We combed the digital art festival's program so you don't have to.
The 2016 edition of the Berlin-based art, culture, and technology festival transmediale kicked off Tuesday at the Haus der Kulturen der Welt (HKW). In past years, the festival has staged exhibitions separate from a program of lectures, workshops, and screenings. But this edition of the festival is called transmediale/conversationpiece, and with its focus on hybridity, features a roster of fluid installations and programs within the HKW.
Each lecture, workshop, performance, exhibition, and screening falls under the category of one of four “conversation starters”—Anxious to Act, Anxious to Make, Anxious to Share, and Anxious to Secure. Events address the various anxieties prompted by our late capitalist, digitally-enhanced world. One of these anxieties is clearly related to the overwhelming number of choices our online feeds present us, so to quell the anxiety of deciding specifically which events are worth their ticket price, we’ve sorted through the entire program and selected our best picks.
Artist Burak Arikan is leading a two-day workshop on his platform Graph Commons, where users can turn data into interactive visual networks. The platform helps to untangle complex networks of information ranging from the world’s penal systems to coffee shops in Turkey. In this two-day workshop, Arikan will guide participants through the processes of mapping and analyzing information networks.
Anxious to Make is a keynote conversation moderated by curator Teresa Dillon. The conversation will question the nature of contemporary maker culture—the term that has come to define the space between analog DIY and software hacking—by examining its origins and speculating on its future in the wake of concepts like Industry 4.0 and the Internet of Things.
On the festival’s opening night, biologist and artist Francois-Joseph Lapointe performed a piece called 1000 Handshakes in which he shook 1000 hands, periodically sampling his DNA to later create a series of “Microbiome Selfies.” This talk will examine the handshake as the earliest form of networking, contrasting it with today’s impersonal digital idea of networking.
The performative lecture and participatory workshop How to Turn Yourself Into A Commissioning Body in 5 Easy Steps examines the sharing economy and the desire to have others work for us so we can work more. Participants are required to bring a laptop and to spend at least five digital dollars, all in the hopes that they can turn themselves into their own commissioning body.
The Gigantic Jelly Blob is a performance by Valentina Karga that will investigate the place of art in an immaterial economy. We do know that the artist and viewers will create a collaborative immaterial sculpture, but there’s no word yet on whether actual jelly will be involved.
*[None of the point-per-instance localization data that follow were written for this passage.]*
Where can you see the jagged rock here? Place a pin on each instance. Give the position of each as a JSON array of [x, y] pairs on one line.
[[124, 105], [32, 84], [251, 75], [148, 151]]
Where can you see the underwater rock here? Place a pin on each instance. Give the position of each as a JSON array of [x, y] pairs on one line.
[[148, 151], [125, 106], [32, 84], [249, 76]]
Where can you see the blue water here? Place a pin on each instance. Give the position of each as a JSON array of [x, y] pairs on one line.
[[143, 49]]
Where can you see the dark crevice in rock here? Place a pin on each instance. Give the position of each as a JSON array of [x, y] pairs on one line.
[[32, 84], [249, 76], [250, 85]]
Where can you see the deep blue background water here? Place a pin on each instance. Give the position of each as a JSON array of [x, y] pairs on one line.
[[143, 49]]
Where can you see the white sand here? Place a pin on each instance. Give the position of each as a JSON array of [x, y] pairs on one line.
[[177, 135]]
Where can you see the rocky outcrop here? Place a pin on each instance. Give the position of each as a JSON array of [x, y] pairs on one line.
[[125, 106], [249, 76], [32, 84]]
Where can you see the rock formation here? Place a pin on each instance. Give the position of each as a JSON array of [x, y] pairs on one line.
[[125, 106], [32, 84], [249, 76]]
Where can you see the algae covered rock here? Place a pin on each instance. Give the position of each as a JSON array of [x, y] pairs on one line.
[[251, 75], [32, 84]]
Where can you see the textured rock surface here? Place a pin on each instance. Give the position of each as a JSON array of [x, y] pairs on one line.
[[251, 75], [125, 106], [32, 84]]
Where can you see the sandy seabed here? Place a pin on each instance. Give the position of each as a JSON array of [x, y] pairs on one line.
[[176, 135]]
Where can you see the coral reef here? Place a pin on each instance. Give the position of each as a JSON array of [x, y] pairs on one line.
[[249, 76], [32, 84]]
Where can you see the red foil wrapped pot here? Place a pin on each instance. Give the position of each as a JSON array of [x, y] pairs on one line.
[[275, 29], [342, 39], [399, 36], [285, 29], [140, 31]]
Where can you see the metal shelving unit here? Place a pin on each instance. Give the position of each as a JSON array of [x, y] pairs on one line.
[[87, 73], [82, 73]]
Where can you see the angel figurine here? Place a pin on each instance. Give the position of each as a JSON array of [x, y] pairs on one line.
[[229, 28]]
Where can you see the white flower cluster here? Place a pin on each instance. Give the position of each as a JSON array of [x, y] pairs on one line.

Accompanied by “the immaterial presence of a fictional AI,” the Affection Systems workshop requires physical contact. Participants will be subjected to “intimacy simulation,” a vague phrase that probably has something to do with the way we physically connect less than ever before.
Hito Steyerl is the most important video artist working today, so her presence alone should be enough of a draw big crowds to the festival’s keynote conversation. But the themes with which she works—like (in)visibility and surveillance—also suit transmediale’s 2016 program perfectly.